Şimdi ne olacak? Üretmeden yabancı parayla dünyada kalkınan bir ülke var mı gösterin. Yunanistan mı, İspanya mı, Portekiz mi? Hangisi krizler içinde çırpınmıyor ki?

Son aylarda ekonomi sistemi SOS sinyalleri vermeye başladı. Faizler yükseldiği halde, döviz fiyatları sürekli yukarıya doğru hareket halinde.

ABD parasal genişlemeyi durduracağını açıkladı. 2014 yılı ortalarında temelli duracak. Yani gelişmekte olan ülkelerin Merkez Bankalarının çıkardığı tahvilleri almayacak.

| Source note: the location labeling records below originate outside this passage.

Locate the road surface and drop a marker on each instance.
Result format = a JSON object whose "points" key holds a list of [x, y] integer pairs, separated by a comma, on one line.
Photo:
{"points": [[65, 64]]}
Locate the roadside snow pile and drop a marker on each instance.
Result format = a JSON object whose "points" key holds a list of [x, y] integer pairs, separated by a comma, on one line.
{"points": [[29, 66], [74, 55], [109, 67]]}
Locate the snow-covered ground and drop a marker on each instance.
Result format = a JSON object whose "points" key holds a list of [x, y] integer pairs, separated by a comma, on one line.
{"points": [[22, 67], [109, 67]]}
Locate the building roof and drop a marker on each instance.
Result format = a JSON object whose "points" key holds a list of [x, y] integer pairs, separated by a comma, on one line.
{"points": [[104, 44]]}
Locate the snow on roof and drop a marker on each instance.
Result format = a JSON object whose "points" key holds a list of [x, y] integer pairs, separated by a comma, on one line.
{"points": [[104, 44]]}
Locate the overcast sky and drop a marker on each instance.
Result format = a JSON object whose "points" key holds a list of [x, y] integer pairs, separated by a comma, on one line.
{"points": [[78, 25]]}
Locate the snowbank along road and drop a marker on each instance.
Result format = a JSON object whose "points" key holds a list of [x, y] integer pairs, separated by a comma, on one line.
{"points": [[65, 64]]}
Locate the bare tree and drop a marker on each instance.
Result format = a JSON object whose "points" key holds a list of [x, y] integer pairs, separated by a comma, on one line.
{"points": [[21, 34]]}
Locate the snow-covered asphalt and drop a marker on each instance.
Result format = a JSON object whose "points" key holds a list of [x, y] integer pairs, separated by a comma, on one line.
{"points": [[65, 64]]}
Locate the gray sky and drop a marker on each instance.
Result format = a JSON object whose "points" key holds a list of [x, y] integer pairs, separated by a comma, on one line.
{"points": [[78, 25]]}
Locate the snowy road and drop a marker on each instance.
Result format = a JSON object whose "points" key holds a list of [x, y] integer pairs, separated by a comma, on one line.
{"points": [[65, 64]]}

Yapılan bu açıklamadan sonra ekonomi sıkıntılı bir dönem yaşamaya başladı. Cari açık ve enflasyon rakamları yukarıya doğru tırmanmaya başladı. Sonbahar aylarında durum bugünden daha iyi olmayacak. Yani artık Türkiye’de balayı günleri sona ermiştir. Ülke üretim yapmadan bu sıkıntının altından kalkamaz.

İktidar sıkıntının içinden yeni vergilerle çıkma yolunu deneyecek. Nitekim bir süredir böyle bir programı devreye soktu.

Bir hükümetin iktidarda kalması vergiyle olmaz herhalde.

On yıl varlık satışlarından gelen kaynaklarla sahte bir gelişmişlik yaşandı.

Demokrat Parti döneminde de böyle olmuştu.